Just a quick post today to announce two new publications that I'm excited about.

The first is my new edited collection, Contemporary Quebec: Selected Readings and Commentaries, which I co-edited with Michael Behiels at the University of Ottawa. We've been working on this book for the last six years (yikes!) but it's finally in print. It's mainly intended for upper-year Quebec history courses, and contains thirty-one articles and 14 historiographical essays on various facets of Quebec history since the Duplessis era. Several of the articles are new or previously unpublished English translations, and all are situated within the broader literature in the introductory essays to each of the 14 sections of the book.

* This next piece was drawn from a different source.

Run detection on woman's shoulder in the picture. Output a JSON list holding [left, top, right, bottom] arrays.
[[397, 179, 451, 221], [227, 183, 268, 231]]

We've also included bibliographies of further readings for each section (with an emphasis on English-language or translated scholarship) to try to assist anglophone undergraduate students doing research on Quebec history. I also have a previously unpublished article in the collection on the interactions between Canadian and Quebec language policies from the 1960s to the early 1980s.

The second publication is
Life After Forty: Official Languages Policy in Canada / Après quarante ans: Les politiques de langue officielle au Canada
. This new edited collection, put together by Jack Jedwab and Rodrigue Landry, came out of a conference held for the 40th anniversary of the Official Languages Act, and includes contributions from a variety of academic and policy perspectives on the impact of this legislation. I have an article in this collection dealing with some of the key features of how this legislation was framed and implemented, particularly its ramifications for the education sector. The book was also the subject of a recent article in the Montreal Gazette.

Christmas presents for the Canadian/Quebec history geeks in your life, perhaps?